The retinoblastoma gene is known to be regulated by
Sp1 (42) and its expression is down-regulated during
differentiation(43) . However, other Sp1 regulated genes carry
out housekeeping functions and as such are required to be active in
terminally differentiated tissues. The general regulation in Sp1 DNA
binding activity would seem to preclude the expression of all Sp1
dependent genes in terminally differentiated tissues. Other
transcription factors are induced upon terminal differentiation and
could functionally compensate for the loss of Sp1 activity.
Alternatively, promoters which remain active after terminal
differentiation may have higher affinity binding sites for Sp1. This
might be an intrinsic property of the site, as appears to be the case
for the DBP site II, or protein-protein interactions could stabilize
Sp1 binding. Given that the change in K of Sp1 is
approximately 10-fold upon phosphorylation, significant binding to
promoters with high affinity sites would still be possible.

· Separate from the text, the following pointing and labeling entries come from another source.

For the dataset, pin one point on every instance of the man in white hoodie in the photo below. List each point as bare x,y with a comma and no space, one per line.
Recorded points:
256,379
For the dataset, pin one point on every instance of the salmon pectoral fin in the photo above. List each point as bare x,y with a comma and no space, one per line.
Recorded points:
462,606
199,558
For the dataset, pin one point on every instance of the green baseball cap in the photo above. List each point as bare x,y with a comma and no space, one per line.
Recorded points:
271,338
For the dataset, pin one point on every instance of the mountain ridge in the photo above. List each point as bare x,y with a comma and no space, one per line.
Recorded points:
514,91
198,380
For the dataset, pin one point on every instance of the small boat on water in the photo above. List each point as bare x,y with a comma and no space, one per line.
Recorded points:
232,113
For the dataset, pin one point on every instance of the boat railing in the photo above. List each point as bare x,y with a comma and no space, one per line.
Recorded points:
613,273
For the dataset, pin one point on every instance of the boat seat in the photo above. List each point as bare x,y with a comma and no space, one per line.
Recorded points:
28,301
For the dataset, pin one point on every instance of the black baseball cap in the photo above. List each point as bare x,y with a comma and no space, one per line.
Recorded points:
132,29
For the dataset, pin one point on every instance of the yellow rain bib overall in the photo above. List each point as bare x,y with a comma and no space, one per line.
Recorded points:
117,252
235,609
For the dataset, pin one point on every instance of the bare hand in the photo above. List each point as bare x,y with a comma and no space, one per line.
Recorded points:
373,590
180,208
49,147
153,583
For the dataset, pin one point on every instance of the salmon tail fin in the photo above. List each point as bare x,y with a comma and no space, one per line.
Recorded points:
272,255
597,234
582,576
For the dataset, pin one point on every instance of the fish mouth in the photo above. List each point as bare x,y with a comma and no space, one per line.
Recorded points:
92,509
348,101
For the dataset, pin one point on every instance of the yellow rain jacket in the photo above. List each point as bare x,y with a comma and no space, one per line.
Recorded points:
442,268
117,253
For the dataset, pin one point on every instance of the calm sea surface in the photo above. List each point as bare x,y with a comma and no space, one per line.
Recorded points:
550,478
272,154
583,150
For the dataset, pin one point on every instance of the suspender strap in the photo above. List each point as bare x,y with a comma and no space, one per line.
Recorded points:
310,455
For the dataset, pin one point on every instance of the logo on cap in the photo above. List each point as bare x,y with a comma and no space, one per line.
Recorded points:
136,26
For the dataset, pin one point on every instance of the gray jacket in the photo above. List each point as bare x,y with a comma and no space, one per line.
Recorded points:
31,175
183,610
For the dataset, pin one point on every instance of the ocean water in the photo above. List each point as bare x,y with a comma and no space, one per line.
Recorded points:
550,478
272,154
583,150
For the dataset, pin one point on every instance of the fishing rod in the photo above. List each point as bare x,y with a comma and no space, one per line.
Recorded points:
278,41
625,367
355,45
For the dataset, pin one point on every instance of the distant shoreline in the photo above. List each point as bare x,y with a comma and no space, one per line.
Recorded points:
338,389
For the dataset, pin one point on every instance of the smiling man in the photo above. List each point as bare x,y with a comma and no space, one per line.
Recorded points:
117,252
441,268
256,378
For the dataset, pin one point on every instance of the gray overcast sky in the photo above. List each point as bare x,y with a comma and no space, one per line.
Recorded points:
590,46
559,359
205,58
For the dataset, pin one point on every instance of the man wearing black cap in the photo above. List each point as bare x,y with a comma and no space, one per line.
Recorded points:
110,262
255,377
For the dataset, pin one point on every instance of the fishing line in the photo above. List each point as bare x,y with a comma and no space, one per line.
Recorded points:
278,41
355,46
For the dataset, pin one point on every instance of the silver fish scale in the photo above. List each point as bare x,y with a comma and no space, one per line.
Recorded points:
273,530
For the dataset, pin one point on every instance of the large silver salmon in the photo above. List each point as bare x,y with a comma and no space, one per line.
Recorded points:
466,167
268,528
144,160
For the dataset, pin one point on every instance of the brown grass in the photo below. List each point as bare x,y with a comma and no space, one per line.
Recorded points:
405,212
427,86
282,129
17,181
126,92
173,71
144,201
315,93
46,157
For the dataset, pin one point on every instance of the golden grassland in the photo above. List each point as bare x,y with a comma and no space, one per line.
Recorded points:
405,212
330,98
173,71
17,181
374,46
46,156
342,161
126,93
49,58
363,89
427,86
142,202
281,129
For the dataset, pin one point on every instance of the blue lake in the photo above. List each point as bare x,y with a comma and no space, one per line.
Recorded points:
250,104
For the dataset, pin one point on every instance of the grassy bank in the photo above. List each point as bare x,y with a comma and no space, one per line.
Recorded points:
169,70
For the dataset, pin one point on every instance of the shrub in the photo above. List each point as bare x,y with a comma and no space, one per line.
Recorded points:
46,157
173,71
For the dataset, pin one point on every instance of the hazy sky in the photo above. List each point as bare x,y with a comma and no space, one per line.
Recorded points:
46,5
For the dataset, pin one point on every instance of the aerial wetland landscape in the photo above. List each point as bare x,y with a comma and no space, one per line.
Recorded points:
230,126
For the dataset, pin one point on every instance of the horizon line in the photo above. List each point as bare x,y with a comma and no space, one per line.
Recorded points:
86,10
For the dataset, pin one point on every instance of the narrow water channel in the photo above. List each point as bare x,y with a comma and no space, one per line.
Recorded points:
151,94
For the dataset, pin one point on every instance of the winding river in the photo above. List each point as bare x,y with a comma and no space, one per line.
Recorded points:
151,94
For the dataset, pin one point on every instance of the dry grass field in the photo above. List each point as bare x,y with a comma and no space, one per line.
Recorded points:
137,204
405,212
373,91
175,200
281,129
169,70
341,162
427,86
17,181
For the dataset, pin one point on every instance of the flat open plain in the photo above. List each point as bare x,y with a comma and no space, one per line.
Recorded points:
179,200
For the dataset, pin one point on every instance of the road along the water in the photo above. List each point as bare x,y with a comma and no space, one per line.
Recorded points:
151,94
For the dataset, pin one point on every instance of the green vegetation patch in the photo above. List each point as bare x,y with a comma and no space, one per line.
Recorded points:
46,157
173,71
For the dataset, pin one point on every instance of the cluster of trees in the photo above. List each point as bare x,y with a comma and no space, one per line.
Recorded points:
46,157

Phosphorylation of c-Myb by casein kinase II has been shown to affect
its binding to weak sites to a much greater degree than to strong sites (44) . This could provide for differential regulation of genes
where promoters with low, mid, and high affinity Sp1 sites are all
active in replicating, un-differentiated cells. Differentiation would
then result in the selective deactivation of promoters with lower
affinity sites which, if these genes were required for growth would
also bring about growth arrest. The high affinity promoters would
remain active under these circumstances and continue to produce
necessary proteins. This differentiation-induced phosphorylation of Sp1
does not appear to be unique to the liver as Sp1 activity can be
induced by phosphatase treatment in all adult tissues examined. In
addition, there does appear to be a correlation between the proportion
of actively replicating cells in a given tissue and the amount of Sp1
activity present. These observations suggest that alterations in the
phosphorylation state of Sp1 may be part of a ubiquitous mechanism
linking the regulation of growth and differentiation.